U.S. crude plunged 22 percent in November, its worst month in a decade. That followed a nearly 11 percent drop in October. “The decline in oil over the last month or two has been shocking to the market,” said Lindsey Bell, investment strategist at CFRA.
The sudden sell-off was sparked after investors grew concerned the global economy was slowing even as major producers continued to pump oil at high rates. The U.S. decision to hold off sanctioning countries that import oil from Iran boosted supplies further, and uncertainty over the escalating trade dispute between the U.S. and China added to concerns of a slowdown.
After peaking at $76.41 a barrel on Oct. 3, oil prices bottomed out at $50.31 a barrel on November 28. Since then, oil has edged higher in choppy trading. It settled at $52.15 a barrel on Wednesday.
UBS forecasts U.S. crude oil will climb back to $73 a barrel by mid-2019, as supply cuts offset lower demand due to the slowing economy.
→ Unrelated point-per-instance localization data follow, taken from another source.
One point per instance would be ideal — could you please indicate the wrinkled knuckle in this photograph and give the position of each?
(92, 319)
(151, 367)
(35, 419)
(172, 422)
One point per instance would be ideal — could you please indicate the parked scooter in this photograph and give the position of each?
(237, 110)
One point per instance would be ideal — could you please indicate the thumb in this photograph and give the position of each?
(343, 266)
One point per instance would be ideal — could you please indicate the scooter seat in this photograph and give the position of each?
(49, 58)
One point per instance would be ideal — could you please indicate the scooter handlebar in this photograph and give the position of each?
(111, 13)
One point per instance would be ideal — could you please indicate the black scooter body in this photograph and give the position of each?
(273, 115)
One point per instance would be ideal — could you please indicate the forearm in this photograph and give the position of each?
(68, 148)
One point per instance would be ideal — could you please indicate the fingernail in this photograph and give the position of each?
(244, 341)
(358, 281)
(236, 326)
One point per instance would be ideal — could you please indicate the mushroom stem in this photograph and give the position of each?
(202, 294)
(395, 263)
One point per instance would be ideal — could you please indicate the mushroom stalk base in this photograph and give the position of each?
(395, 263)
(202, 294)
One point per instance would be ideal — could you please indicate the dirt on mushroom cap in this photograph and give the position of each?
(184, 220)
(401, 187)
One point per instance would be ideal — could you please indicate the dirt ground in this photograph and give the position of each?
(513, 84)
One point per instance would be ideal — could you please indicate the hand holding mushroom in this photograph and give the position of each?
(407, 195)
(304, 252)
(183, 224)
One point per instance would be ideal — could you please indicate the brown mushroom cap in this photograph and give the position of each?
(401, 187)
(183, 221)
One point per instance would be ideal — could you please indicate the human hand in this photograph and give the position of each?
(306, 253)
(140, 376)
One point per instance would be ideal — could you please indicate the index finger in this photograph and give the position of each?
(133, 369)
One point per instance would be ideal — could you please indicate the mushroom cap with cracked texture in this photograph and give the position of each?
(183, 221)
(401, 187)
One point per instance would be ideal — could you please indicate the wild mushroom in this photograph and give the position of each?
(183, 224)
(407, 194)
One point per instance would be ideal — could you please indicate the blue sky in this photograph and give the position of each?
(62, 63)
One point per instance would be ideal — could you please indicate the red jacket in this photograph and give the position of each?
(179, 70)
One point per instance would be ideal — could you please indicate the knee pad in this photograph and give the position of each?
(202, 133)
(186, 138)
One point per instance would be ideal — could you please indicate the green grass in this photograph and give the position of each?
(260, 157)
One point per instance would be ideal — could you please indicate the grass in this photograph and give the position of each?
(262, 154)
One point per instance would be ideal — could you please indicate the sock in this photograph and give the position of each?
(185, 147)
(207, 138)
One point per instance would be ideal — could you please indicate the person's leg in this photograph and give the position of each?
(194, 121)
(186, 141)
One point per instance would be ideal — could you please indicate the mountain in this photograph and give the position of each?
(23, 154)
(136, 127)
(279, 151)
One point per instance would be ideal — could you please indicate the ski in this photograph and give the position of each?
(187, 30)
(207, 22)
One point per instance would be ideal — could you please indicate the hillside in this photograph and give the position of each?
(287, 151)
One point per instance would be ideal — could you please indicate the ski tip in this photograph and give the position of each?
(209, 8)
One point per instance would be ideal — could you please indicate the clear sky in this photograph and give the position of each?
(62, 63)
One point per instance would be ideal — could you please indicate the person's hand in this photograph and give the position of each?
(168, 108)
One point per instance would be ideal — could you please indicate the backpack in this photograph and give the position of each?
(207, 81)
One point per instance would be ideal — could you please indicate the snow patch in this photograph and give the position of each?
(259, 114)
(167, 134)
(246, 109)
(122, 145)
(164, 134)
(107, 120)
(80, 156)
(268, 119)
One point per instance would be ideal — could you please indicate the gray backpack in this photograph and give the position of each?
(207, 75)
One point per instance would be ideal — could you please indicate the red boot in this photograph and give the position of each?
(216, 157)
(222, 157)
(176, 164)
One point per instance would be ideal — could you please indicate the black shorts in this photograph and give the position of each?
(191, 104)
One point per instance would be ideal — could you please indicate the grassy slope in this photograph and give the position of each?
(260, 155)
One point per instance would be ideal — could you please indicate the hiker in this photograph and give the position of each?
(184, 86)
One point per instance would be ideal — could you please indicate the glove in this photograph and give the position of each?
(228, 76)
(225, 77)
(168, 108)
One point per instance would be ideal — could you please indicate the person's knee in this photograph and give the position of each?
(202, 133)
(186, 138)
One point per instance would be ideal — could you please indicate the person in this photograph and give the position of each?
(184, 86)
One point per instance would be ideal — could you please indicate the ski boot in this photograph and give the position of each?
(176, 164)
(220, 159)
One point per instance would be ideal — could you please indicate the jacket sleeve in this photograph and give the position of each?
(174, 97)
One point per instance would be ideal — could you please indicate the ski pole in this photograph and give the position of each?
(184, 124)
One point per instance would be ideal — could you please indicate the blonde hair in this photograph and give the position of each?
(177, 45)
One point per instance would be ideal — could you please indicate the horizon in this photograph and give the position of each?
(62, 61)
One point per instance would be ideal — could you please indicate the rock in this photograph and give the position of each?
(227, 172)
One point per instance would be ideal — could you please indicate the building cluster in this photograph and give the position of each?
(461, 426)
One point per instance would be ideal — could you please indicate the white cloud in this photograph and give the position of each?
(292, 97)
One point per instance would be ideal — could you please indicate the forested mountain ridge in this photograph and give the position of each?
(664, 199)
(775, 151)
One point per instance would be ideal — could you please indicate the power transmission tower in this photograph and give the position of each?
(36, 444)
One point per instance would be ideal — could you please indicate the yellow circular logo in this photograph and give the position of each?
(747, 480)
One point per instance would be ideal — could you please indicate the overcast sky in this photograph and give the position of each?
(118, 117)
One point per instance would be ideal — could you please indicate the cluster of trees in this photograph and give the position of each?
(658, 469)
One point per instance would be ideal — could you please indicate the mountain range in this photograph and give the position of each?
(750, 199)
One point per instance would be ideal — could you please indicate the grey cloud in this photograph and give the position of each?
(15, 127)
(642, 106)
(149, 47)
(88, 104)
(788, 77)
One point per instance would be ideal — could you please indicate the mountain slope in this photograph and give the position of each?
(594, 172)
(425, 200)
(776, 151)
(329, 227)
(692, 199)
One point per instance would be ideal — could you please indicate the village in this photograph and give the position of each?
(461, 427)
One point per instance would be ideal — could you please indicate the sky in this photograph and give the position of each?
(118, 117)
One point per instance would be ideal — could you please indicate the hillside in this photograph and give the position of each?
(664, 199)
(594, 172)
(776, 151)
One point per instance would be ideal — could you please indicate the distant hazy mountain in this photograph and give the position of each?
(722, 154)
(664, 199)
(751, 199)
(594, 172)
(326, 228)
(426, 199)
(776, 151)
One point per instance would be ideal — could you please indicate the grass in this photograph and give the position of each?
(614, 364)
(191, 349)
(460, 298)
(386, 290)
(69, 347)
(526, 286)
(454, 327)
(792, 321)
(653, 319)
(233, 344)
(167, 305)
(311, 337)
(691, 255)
Oil should pull back to around $68 a barrel by the end of next year, UBS predicts, assuming that OPEC will “maintain production discipline.”
Oil prices steadied last week after OPEC and other major oil producers, including Russia, agreed to cut global crude production by 1.2 million barrels a day. The cuts are slated to begin in January and last six months.
In its forecast, UBS sees other factors supporting higher oil prices next year. The analysts noted that global oil spare capacity is running at around a 10-year low. That can set the stage for prices to climb, especially if there’s unexpected, sharp rise in demand for oil, say in the event a major hurricane strikes production facilities or a key port.
UBS also predicts a slowdown in U.S. shale production next year because new pipelines are not expected to be operational until the second half of 2019.